Je suis partie pour LCI, qui inventait l’information continue, où j’ai construit quinze ans d’une honorable carrière. Je n’ai plus jamais travaillé dans la rédaction de TF1. Je n’ai plus jamais regardé le « 20 heures ». J’ai caché mon angoisse les rares fois où nous nous sommes croisés.

Mon silence a participé à élever le mur de la toute-puissance et de l’impunité.

TF1 pouvait sourire de son roi cavaleur qui fait des « petits bisous dans le cou », croire à un dragueur lourd et répétitif, prévenir les jeunes femmes du danger, dénoncer perfidement leur goût pour le pouvoir et les laisser aller au casse-pipe. Il était si charmant ! Un homme couvert de femmes, où est le mal ? La séduction n’est-elle pas un des habits de la gloire ?

 

La question est mal posée. Les termes sont à renverser : mon employeur pouvait-il ignorer l’ambiance malsaine qu’imposait sa vedette ? Ai-je travaillé en sécurité ? Ai-je été protégée ?

Le silence issu de la honte et du rapport de pouvoir, c’est la banalité du viol, qu’il se passe dans un monde sous les projecteurs ou dans l’ombre du bureau d’un sous-directeur d’une petite entreprise.

Les années ont passé. L’eau a coulé sous les ponts, parfois noire, parfois claire. J’ai remis les responsabilités à leur place. La honte s’est effilochée. La prescription s’est installée.

Vingt-huit ans après, la plainte d’une jeune femme que je ne connais pas est venue réveiller le souvenir enfoui de ces minutes poisseuses. C’est un classique des affaires de viol : on se tait jusqu’à ce que d’autres aient besoin de vous. On parle pour que justice se fasse.

 

Dans cette affaire précise, quelque chose m’a intriguée : les femmes qui veulent bien être nommées sont celles qui ont évité le rapport sexuel. Pour les autres, l’anonymat est de mise. Tout se passe comme si, dès qu’il vous approche de trop près, le sexe de l’homme a le pouvoir magique de vous museler, comme s’il restait une trace de la culture de l’honneur perdu, de salissure inavouable.

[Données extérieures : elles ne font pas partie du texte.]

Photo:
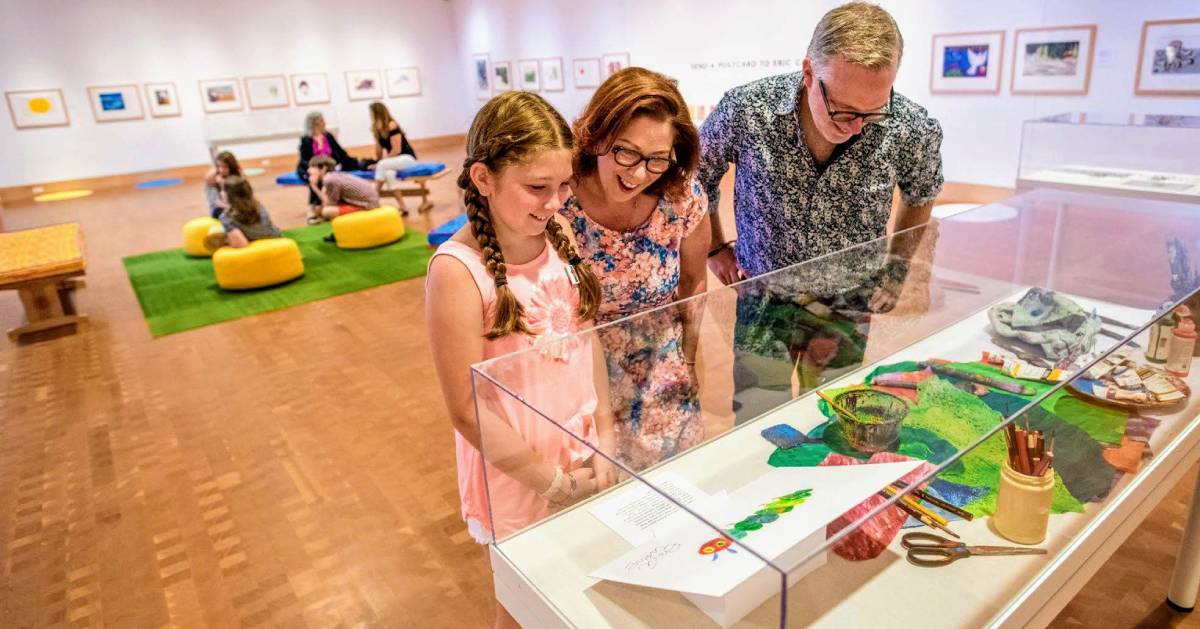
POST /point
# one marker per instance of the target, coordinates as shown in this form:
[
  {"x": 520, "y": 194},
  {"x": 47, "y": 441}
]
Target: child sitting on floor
[
  {"x": 244, "y": 221},
  {"x": 339, "y": 192}
]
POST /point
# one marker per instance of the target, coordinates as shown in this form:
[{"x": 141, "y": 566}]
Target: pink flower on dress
[{"x": 551, "y": 317}]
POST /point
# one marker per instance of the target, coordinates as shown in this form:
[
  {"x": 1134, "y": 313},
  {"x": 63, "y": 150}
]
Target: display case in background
[
  {"x": 1138, "y": 155},
  {"x": 717, "y": 526}
]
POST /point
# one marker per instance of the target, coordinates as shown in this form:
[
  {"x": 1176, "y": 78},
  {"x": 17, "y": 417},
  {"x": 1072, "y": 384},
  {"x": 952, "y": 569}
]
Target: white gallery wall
[
  {"x": 712, "y": 45},
  {"x": 72, "y": 45}
]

Je sais les risques que je prends à parler à visage découvert ; qu’on invoque « une quête inconvenante de notoriété » ; qu’on laisse entendre que j’aurais quoi que ce soit à gagner à me faire passer pour une victime. Voir ma photo à côté de la sienne me réduira à ces minutes poisseuses. Chaque fois, ce sera une pièce de plus dans la machine à taire qui renforce si activement la forteresse de l’impunité.

Les gens qui m’aiment savent. Mes enfants m’encouragent à parler, certains de mes amis à me méfier. Si je ne peux pas témoigner aujourd’hui, qui le pourra jamais ?

 

 

Des investigations sont ouvertes sur les faits rapportés par Hélène Devynck à l’encontre de Patrick Poivre d’Arvor, qui est présumé innocent.